We’ve teamed up with Oldblue Co to reproduce USMC/USN Boondockers boots that have a lot of action during second world war. Boondockers boots has been one of the epitome of uniform of the US Marines in the world war. These boots boots represent classic combat boots but looks perfect when paired with denim of any casual trousers. Besides of the history behind them, their lovely looks is the reason why we’re steamed-up to reproduce these world war boots. Once the US entered WWII, poor results from the early campaigns taken into consideration to develop a proper combat footwear. Conservation of materials played an important role in shoe development as a further effort due to the shortage of raw materials during world war.
Type I & Type II boots
After WWI, during Army peacetime, leather still the primary material for soling. At the time, blucher pattern boot was use, using Army russet smooth side upper, fabric lining, cap toe, inside counter pocket, leather outsole and stacked leather heel, these boot is referred as Garrison boot.
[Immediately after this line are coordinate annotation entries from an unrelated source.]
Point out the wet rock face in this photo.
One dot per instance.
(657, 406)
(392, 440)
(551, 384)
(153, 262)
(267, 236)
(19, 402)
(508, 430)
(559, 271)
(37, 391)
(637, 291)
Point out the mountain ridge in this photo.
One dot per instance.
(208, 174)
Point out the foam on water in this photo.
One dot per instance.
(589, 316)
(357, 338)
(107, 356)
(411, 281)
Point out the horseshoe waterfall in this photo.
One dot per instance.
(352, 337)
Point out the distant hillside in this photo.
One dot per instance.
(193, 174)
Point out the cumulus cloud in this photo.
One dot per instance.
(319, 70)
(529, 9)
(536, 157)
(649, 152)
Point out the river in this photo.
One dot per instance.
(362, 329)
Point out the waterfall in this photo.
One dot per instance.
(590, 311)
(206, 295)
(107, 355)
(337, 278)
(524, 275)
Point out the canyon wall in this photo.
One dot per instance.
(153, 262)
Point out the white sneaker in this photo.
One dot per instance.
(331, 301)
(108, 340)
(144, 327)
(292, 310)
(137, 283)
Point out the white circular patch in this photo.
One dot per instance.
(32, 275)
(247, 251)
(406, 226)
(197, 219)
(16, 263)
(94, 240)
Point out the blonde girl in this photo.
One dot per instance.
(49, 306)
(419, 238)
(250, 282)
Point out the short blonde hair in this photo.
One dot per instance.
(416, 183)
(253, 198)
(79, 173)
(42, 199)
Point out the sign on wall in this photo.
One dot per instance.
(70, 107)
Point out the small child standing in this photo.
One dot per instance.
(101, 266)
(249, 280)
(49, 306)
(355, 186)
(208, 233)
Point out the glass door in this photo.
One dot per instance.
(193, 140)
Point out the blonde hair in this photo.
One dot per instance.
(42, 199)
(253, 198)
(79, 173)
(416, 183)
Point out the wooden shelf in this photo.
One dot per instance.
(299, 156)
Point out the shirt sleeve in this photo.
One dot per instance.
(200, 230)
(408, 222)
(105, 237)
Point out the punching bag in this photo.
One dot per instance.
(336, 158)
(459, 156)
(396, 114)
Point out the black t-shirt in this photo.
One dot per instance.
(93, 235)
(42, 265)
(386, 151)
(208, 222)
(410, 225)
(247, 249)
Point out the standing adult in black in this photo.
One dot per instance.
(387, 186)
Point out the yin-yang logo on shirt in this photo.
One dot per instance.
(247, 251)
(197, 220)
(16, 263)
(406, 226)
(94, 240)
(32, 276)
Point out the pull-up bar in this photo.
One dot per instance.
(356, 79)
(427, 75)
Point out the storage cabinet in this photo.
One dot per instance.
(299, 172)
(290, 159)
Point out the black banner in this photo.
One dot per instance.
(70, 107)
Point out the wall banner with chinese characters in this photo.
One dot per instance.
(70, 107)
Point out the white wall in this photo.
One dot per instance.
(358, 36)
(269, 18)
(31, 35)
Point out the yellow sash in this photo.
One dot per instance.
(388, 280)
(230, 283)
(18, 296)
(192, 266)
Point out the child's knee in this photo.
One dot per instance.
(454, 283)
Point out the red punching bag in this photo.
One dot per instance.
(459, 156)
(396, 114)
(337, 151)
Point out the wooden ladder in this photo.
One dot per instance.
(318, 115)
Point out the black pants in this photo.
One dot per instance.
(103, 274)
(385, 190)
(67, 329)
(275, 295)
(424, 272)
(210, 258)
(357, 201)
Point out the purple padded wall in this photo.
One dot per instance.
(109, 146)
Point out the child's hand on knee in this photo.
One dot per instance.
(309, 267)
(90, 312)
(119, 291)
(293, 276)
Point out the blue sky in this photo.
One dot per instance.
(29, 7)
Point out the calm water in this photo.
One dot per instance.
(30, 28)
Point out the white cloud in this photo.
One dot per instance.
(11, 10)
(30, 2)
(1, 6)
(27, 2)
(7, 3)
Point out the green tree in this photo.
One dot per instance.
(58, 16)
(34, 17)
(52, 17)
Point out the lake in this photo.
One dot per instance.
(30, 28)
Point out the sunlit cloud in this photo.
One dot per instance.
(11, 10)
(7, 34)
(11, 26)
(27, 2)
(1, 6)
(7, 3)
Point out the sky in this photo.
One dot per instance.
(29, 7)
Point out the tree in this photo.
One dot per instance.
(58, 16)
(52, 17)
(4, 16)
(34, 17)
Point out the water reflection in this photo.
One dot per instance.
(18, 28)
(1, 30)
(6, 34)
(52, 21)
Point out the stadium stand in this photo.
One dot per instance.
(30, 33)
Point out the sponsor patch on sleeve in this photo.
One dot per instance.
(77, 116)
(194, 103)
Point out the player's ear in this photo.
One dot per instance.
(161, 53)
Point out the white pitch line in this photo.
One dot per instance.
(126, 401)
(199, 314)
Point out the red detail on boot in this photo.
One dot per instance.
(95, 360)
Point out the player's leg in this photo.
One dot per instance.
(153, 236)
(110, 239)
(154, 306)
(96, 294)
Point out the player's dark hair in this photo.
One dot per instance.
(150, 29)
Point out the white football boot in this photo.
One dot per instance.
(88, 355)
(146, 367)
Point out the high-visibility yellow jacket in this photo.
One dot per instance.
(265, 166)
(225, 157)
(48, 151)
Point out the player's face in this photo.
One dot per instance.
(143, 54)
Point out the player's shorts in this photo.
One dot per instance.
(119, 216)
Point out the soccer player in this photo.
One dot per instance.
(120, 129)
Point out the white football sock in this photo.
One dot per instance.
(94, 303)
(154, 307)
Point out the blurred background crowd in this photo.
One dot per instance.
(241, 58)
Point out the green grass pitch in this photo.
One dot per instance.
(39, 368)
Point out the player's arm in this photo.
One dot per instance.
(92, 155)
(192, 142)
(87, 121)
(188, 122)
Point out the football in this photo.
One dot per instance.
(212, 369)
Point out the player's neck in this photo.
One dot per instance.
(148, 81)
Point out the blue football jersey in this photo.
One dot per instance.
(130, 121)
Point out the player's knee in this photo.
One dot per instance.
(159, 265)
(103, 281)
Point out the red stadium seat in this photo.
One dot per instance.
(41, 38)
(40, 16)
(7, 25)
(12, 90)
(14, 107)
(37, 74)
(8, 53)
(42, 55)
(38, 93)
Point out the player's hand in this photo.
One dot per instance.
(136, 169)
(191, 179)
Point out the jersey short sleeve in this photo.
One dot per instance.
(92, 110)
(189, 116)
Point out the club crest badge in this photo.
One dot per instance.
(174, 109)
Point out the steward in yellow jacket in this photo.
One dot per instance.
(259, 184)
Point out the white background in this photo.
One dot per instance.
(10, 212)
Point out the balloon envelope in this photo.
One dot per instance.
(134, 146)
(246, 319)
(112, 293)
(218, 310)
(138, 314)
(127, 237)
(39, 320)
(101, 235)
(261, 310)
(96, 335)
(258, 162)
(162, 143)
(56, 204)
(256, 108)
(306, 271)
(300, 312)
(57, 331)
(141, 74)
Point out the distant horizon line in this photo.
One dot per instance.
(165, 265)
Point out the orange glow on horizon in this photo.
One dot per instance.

By early 1941 procurement of the Army’s light garrison boot and stacked heel service shoe ceased in favor of a heavier, unlined, universal service shoe that made use of a full rubber heel, named Type I. But at the end of 1941, the production of Type I boots was stopped, since they found that the leather outsole wore through in just two to three weeks.
Type II boots was introduced to improve the premature sole wear issue happened on Type I boots. Identical with Type I, Type II boots using half rubber sole to extending the usable life of the shoe, while at the same time conserving leather. Type III (Early Boondockers)
To improve the water resistant qualities, the new Type III is featured with rough out leather upper (flesh side out). Riveted quarters and toe cap was added to the early developed Type III boot that were field tested in North Africa and Italy. But refinements still continues consisted of simplification design. Toe cap and quarter rivets was removed in summer 1944 to conserve raw materials, and un-structure toe (soft toe) was applied for added comfort.
The story behind the name of Boondockers is began in Operation Musketeer in Philippine (October 20, 1944 – August 15, 1945). Enlisted personnel wearing the final design of Type III boot that no longer have toe cap and riveted quarters.
The words Boondockers derived from the word “bundok” for mountain in the Philippine language, Tagalog.
Most of marines applied a coat of dubbing compound to make they boots more water proof. Once the dubbing was applied, the boots lost their light color and suede texture, taking on a much darker, slick appearance, usually how the boots appear in the field in period photos.